Di Sandor20 febbraio 20269 min di lettura

Risposta rapida

I colori italiani più essenziali sono rosso (red), blu (blue), giallo (yellow), verde (green), bianco (white) e nero (black). La maggior parte degli aggettivi di colore in italiano cambia forma per accordarsi con genere e numero del nome (rosso/rossa/rossi/rosse), ma alcuni colori comuni come blu, rosa, viola e arancione sono invariabili e non cambiano mai.

I colori italiani più importanti da imparare per primi sono rosso (rosso), blu (blu), giallo (giallo), verde (verde), bianco (bianco) e nero (nero). Il vocabolario dei colori in italiano è ricco e preciso. È anche legato alla tradizione artistica del Paese. Inoltre ha una regola grammaticale che mette in difficoltà quasi tutti: alcuni colori cambiano forma per concordare con il nome, altri non cambiano mai.

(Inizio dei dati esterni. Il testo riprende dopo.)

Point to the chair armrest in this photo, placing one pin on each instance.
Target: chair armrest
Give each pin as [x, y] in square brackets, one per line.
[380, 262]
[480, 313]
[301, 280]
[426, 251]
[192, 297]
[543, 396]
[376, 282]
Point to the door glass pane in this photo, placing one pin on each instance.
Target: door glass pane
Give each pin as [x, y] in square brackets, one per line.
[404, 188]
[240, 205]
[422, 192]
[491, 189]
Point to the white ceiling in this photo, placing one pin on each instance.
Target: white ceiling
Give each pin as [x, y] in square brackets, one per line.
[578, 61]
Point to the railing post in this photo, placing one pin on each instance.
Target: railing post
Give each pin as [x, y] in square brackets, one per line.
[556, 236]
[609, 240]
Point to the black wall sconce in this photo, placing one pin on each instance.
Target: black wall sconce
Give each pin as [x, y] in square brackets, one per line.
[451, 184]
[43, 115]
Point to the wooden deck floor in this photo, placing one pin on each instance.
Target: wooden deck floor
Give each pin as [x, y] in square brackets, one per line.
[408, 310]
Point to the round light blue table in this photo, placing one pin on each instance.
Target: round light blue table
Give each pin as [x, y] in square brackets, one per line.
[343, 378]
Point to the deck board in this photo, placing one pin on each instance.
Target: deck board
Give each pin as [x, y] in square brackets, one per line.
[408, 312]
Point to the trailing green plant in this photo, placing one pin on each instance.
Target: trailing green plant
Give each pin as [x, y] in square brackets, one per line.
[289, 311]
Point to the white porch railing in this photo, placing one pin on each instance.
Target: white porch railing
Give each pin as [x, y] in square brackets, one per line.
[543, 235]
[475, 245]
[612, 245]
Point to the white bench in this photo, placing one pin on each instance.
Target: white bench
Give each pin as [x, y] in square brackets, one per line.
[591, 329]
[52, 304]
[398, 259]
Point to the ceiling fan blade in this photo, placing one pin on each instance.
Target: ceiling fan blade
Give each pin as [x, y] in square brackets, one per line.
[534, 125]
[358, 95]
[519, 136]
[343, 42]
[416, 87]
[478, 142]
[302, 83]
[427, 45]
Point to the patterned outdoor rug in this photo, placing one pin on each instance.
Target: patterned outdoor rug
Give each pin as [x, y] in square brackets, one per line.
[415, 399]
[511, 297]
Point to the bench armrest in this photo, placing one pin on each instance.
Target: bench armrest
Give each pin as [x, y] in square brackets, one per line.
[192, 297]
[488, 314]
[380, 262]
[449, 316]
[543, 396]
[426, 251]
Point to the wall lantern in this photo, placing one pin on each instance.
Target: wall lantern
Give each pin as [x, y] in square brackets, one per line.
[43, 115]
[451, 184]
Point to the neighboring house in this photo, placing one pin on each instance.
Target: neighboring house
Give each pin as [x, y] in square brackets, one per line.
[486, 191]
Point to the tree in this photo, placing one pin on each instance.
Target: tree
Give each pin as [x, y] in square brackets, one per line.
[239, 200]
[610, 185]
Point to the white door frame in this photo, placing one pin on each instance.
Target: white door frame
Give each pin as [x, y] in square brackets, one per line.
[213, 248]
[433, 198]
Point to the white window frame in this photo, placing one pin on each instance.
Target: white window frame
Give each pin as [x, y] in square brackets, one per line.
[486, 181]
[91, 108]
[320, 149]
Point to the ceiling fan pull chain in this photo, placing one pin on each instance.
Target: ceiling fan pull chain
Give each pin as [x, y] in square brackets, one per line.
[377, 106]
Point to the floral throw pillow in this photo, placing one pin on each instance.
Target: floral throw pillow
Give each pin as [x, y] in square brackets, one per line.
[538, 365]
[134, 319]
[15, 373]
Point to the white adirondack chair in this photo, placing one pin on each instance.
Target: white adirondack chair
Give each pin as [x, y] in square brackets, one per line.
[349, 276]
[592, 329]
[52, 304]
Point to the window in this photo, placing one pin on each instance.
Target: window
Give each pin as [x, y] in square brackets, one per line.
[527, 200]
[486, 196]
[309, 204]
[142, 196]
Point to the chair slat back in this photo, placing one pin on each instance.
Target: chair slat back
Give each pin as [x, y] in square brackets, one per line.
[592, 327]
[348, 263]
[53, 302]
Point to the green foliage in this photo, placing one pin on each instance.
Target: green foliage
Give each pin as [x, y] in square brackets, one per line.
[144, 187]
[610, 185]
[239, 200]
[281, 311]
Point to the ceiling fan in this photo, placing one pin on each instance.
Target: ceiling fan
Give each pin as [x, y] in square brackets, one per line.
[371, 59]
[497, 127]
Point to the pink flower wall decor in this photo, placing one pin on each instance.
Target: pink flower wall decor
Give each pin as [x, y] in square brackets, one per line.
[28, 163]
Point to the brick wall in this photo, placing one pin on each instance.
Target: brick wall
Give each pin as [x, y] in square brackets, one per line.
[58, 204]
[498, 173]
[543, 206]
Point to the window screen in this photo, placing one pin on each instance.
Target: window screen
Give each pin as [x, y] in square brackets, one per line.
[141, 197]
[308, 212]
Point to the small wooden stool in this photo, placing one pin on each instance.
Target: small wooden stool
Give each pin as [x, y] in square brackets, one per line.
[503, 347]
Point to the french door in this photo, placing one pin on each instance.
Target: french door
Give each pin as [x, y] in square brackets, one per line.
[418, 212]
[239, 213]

Con circa 68 milioni di madrelingua secondo i dati 2024 di Ethnologue, l’italiano si parla in Italia, nella Svizzera meridionale, a San Marino e in comunità in tutto il mondo. I colori compaiono continuamente nella vita quotidiana, dall’ordinare vino rosso in trattoria al descrivere un cielo azzurro su Firenze, fino a comprare una gonna nera a Milano.

"L’italiano conserva una distinzione lessicale tra blu e azzurro che rispecchia la separazione greca antica tra blu scuro e blu chiaro, una distinzione che molte lingue europee moderne hanno fuso in un’unica categoria."

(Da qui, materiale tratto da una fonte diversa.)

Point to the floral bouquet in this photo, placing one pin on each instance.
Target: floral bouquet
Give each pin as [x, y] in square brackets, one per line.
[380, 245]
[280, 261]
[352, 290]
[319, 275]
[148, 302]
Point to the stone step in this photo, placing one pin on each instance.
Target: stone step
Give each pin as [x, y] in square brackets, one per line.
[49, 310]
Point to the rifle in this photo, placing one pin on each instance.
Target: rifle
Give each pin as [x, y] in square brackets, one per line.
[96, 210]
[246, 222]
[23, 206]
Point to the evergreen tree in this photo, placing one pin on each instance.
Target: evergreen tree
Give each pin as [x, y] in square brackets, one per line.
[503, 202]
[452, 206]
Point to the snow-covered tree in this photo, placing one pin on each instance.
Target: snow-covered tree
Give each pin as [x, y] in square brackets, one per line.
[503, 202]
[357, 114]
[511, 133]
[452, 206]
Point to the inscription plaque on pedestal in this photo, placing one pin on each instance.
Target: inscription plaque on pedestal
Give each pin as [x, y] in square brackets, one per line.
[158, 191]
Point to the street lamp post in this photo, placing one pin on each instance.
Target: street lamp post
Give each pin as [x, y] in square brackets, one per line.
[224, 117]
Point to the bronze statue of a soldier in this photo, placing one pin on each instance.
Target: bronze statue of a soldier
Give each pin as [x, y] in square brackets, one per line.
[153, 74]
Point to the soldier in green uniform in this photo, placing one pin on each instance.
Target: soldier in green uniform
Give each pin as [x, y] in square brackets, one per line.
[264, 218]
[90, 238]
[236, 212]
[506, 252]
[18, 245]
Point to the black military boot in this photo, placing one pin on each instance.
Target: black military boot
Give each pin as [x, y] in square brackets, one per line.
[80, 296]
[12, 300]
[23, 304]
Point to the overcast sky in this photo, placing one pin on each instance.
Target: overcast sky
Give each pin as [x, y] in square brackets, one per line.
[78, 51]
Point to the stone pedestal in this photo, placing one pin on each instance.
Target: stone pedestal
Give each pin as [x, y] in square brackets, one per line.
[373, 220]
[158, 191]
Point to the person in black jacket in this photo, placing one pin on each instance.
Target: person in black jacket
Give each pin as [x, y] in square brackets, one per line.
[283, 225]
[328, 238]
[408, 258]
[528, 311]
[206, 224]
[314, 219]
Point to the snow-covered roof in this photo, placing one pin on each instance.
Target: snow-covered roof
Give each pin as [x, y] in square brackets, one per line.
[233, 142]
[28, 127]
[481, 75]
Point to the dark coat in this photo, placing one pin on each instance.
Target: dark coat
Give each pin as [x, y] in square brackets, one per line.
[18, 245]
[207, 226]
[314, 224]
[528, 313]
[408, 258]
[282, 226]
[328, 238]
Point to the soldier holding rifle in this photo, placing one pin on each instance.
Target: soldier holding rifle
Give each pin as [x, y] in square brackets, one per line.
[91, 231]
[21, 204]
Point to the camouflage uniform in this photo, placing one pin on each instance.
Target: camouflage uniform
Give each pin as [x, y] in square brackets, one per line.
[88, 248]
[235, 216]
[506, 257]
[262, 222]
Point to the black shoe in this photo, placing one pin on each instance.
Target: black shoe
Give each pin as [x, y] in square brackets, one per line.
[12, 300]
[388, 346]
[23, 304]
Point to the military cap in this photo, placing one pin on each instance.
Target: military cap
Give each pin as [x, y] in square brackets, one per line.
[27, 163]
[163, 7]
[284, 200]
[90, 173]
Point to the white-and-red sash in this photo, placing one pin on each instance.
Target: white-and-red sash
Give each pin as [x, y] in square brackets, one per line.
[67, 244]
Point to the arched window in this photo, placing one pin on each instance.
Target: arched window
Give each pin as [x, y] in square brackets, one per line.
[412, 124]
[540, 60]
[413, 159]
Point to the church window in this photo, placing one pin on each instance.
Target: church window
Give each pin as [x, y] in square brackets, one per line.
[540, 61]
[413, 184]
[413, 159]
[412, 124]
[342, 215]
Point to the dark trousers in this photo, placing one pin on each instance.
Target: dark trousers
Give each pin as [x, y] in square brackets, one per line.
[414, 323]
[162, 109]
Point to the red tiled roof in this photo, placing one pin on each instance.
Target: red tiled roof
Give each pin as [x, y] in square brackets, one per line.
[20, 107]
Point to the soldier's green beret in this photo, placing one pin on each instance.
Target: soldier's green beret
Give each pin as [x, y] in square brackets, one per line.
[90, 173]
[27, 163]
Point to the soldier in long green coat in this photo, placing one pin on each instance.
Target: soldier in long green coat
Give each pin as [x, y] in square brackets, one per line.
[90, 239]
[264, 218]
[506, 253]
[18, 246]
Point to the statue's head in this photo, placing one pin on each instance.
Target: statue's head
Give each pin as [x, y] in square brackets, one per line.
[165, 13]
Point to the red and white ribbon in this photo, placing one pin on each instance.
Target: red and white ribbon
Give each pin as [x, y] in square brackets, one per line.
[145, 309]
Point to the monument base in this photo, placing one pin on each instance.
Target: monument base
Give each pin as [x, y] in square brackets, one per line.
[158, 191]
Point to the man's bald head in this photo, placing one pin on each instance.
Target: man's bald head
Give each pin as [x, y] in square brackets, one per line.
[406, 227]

(David Crystal, The Cambridge Encyclopedia of Language, Cambridge University Press)

Questa guida presenta oltre 30 colori italiani, organizzati per categoria. Trovi pronuncia, regole grammaticali, sfumature, significati culturali e modi di dire con i colori usati ogni giorno dagli italiani.


Riferimento rapido: colori essenziali in italiano

💡 Colori invariabili e colori a quattro forme

Guarda la colonna Note qui sopra. I colori indicati come "Invariable" non cambiano mai, indipendentemente da genere e numero: una rosa rosa, due rose rosa. I colori con quattro forme (come rosso/rossa/rossi/rosse) devono concordare con il nome. Questa è la regola grammaticale più importante per i colori in italiano.


Colori primari

I tre colori primari in italiano (rosso, blu e giallo) hanno comportamenti grammaticali diversi. Due seguono la concordanza normale degli aggettivi. Uno è del tutto invariabile.

Rosso

Rosso è un aggettivo a quattro forme: il vestito rosso (il vestito rosso, maschile), la macchina rossa (la macchina rossa, femminile), i fiori rossi (i fiori rossi, maschile plurale), le scarpe rosse (le scarpe rosse, femminile plurale). Compare ovunque nella cultura italiana: vino rosso (vino rosso), la Croce Rossa (la Croce Rossa) e la fiaba iconica Le Scarpette Rosse.

Blu

Blu è il colore invariabile più comune in Italia. Non cambia mai forma: il cielo blu (il cielo blu), la gonna blu (la gonna blu), i pantaloni blu (i pantaloni blu), le penne blu (le penne blu). Questa parola è entrata in italiano dal francese bleu nel Medioevo. Ha mantenuto l’ortografia straniera, per questo si comporta diversamente dagli aggettivi italiani nativi.

Giallo

Giallo segue il modello standard a quattro forme: giallo/gialla/gialli/gialle. Oltre al significato letterale, giallo ha un valore culturale unico in Italia. Indica l’intero genere del mistero e del thriller. Un romanzo poliziesco è un giallo, un programma crime è un film giallo e la sezione di narrativa investigativa in libreria è etichettata Gialli. Questo uso risale al 1929, quando Mondadori lanciò una collana con copertine gialle molto riconoscibili.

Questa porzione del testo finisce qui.